During this time all the divers from IBIZA-DIVING got back on board and Toni the pilot started the engines.
We immediately immerse ourselves in the direction of the upper part of the wreck, then arrived on its ledge ... the angel's jump ! I enjoy it all the more since the barracoudas are always faithful to the position in the middle of the superstructures and move away as we pass, forming a whirlwind of which we occupy the eye. The amberjack have disappeared but the barracoudas offers us a beautiful spectacle ! Immediately comes to mind the impressive images of the last dive made on the Mariana in July : The courtship displays of barracoudas, where we see the large females accelerating vertically towards the surface, pursued by several males… An incredible ballet… and a rare moment in diving.

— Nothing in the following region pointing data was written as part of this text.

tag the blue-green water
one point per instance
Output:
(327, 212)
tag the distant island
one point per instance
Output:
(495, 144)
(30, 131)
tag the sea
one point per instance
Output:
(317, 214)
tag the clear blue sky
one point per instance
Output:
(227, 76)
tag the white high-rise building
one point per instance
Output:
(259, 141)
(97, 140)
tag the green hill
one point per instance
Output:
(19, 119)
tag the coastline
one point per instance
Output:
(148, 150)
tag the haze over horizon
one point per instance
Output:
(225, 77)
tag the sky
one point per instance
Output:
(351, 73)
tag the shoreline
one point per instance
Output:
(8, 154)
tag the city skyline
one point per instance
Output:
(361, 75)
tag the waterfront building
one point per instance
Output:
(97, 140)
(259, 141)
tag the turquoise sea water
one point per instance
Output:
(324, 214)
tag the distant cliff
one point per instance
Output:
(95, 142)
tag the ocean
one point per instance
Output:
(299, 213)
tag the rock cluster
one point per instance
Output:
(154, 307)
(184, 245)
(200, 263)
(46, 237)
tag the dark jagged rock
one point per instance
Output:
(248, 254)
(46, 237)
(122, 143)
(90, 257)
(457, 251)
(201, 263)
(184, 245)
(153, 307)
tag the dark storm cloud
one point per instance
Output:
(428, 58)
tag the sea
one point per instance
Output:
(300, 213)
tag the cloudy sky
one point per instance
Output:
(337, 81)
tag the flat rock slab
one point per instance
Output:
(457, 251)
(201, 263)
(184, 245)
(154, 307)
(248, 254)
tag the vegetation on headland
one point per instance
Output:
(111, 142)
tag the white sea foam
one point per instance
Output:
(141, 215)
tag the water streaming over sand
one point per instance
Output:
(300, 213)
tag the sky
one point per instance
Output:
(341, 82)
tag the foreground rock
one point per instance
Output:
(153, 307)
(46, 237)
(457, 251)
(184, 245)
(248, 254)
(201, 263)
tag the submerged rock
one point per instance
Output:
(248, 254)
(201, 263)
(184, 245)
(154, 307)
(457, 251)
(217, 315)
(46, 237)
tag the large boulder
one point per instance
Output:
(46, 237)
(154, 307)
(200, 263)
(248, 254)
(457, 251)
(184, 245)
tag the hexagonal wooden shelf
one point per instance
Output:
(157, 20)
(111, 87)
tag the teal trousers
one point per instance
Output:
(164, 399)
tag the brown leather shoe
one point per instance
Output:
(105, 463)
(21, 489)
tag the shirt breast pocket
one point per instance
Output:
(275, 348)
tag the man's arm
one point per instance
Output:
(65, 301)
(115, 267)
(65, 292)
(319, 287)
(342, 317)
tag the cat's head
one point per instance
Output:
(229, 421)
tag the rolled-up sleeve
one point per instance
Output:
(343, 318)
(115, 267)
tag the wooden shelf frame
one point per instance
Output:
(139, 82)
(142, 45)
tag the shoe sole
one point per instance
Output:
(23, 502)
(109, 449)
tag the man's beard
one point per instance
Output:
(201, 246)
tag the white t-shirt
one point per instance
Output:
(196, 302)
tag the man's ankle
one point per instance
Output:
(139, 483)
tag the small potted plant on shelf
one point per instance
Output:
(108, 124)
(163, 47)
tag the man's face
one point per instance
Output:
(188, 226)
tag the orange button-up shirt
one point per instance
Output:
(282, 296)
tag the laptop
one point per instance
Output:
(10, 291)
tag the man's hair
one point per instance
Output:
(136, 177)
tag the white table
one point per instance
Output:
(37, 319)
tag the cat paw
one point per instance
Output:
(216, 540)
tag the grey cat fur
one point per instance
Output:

Today, ambience photography with the 14mm ... I take some pretty pictures with the columns and the spets (that's what the Mediterranean barracouda is really called, which has nothing to do with the big tropical barracouda). We let's go to the ground structures of the southwest area, that's where a huge conger is normally hiding more than 2 meters in length. We search the beams of the headlights ... nothing, he is not there. On the other hand, enormous capons rest on the ground and a beautiful mostelle whose barbels have betrayed the presence takes refuge at the bottom of the structures behind a cloud of apogons. Here, on the side are bickering 2 small spider crabs bundled up in their algae camouflage outfits. You have to be very careful because the bottom is muddy and the slightest clumsy gesture can destroy any shot. We have just spent 6 minutes at 33 meters without success to find the conger eel. We decide to go up 25 meters to enjoy the dive for longer. As we head towards the twins (that's how I name the two central pillars of the structure), we come across Christophe's team, sympathizing with our Jojo the grouper whom we greet in passing. It is a beautiful grouper of about 10 kilos that has escaped poaching until today ... for how long, I do not know. We then head to the summit of the twins where a gap formed with the platform still houses beautiful dromi crabs (or pink claw crabs). We are first greeted by a beautiful moray eel, behind it the crabs are there, courting the galathea. I shift a little in the open water to take again two beautiful atmospheric photographs with Camilla against a backdrop of barracoudas and Roman columns ... We go up 20 meters, an enormous black canthare accompanies us for a few moments, we are exactly at the peaks of the mountains. piers remained vertical in open water. We sit on it for a minute, palms in the air, to have an overview ... A treat.
We continue our ascent, stopping 17 meters below the area of the gutted structure in the south-eastern part. I give my box to Camilla and I venture into it in search of big cicadas… Nothing, they are not there, decidedly, no luck today !
I go out and we join the upper part at 14 meters at the same time as Christophe's team. While Camilla plays with the wreaths while scraping the algae, I walk towards my joker, a sort of pipe 20 centimeters in diameter that crosses the structure right through. Bingo ! There is one ! She's really huge… that's the cicada. I proudly wave to Camilla and Christophe to join me to admire my discovery. But quickly, it's time to stop diving because Jose-Maria displays 50 bars.
And now our amberjack reappear, we observe them from 6 meters, they pass and repass 3 times, taunting us by rubbing against the platform.
After about fifteen minutes of landings we get back on the boat, Jose-Maria has only 10 bars left… Phew ! He won't be a fanny at the counter !
I have dived well over 100 times on the Mariana during my fifteen seasons as an instructor. But I remember perfectly this dive in the smallest details whereas it was not the most extraordinary made in this place.
She impressed me because on the way back Elisabeth was waiting for us at the club to tell us this terrible news: the sky had just fallen on our heads in New York.